Which “one instruction” is the right one? You can have the exact same instructio...

Which “one instruction” is the right one? You can have the exact same instruction represented many different ways in x86. Some are shorter and some are longer (and some are different, but the same length). When you say to add two numbers, which instruction variant is correct?

This isn’t a straightforward answer. As I alluded to in another statement you quoted, padding cache lines is a fascinating example. Functions should ideally start at the beginning of a cache line. This means the preceding cache line needs to be filled with something. NOP seems like the perfect solution, but it adds unnecessary instructions in the uop cache which slow things down. Instead, the compiler goes to the code on the previous cache line and expands instructions to their largest size to fill the space because adding a few bytes of useless prefix is allowed and doesn’t generate NOPs in the uop cache.
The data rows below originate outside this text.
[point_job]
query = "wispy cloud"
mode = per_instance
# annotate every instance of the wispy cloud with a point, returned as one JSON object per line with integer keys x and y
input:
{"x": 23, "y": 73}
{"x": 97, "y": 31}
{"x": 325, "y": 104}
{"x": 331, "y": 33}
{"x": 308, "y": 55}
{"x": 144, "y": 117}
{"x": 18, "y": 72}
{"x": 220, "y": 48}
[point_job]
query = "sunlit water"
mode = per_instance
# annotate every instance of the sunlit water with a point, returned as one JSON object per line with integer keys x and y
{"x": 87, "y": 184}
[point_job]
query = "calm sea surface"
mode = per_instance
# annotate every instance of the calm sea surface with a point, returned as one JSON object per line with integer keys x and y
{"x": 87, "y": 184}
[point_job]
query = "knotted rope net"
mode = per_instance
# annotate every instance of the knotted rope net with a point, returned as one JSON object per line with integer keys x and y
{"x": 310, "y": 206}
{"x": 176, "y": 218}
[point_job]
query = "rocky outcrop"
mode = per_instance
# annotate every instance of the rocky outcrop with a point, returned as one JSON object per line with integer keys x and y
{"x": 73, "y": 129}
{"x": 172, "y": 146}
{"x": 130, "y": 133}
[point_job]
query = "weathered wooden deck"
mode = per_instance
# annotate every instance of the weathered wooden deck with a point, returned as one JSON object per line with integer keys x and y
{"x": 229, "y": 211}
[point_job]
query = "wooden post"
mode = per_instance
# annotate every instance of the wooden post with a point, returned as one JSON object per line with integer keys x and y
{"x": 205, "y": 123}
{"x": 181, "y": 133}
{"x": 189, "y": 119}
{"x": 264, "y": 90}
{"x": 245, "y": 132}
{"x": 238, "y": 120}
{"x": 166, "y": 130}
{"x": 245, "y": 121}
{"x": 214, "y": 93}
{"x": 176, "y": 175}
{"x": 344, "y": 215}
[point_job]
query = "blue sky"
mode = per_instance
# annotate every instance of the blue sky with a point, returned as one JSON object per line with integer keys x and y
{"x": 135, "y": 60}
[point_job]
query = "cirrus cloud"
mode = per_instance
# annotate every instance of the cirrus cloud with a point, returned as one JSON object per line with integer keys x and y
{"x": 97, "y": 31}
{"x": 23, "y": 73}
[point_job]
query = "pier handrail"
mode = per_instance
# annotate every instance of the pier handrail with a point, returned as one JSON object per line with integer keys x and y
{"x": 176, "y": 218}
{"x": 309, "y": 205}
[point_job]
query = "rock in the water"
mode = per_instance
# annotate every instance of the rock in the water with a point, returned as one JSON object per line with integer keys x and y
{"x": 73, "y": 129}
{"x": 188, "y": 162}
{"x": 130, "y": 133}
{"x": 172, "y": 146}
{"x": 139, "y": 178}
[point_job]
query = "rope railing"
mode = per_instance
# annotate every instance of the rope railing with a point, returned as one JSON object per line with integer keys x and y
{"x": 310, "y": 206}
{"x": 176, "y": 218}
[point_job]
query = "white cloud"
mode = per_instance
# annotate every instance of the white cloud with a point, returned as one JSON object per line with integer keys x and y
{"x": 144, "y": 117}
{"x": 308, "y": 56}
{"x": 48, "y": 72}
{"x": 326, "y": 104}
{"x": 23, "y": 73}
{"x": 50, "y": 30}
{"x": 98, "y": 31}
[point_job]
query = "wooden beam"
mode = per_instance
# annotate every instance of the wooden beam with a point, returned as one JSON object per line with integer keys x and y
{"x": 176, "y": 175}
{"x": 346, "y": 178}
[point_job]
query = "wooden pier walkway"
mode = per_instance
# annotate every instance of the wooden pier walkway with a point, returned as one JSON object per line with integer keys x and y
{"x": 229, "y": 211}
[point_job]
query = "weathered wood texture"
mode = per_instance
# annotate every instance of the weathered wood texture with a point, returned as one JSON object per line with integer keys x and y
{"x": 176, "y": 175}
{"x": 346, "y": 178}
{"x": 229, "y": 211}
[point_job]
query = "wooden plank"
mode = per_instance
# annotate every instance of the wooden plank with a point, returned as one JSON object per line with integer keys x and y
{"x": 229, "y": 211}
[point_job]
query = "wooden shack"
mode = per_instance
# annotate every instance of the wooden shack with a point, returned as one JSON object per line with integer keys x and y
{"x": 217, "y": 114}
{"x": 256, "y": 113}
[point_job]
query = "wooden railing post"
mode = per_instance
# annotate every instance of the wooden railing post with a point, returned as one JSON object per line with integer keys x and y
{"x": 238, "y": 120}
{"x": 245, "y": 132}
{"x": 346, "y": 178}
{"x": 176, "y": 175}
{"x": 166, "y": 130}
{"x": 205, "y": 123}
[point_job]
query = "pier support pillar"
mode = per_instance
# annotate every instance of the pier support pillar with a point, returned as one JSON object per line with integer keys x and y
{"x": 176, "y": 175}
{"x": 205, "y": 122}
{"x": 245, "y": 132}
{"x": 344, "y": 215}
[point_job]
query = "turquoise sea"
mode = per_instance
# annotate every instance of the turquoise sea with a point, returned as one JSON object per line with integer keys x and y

Your uop statements aren’t what I was talking about. Almost all RISCV instructions result in just one uop. On fast machines, they may even generate less than one uop if they get fused together.

x86 has a different situation. If your instruction generates too many uops (or is too esoteric), it will skip the fast hardware decoders and be sent to a microcode decoder. There’s a massive penalty for doing this that slows performance to a crawl. To my knowledge, no such instructions exist in any modern ISA.

Intel only has one high performance core. When they introduce APX, it’ll be on everything. There’s good reason to believe this will be introduced. It adds lots of good features and offers increased code density in quite a few situations which is something we haven’t seen in a meaningful way since AMD64.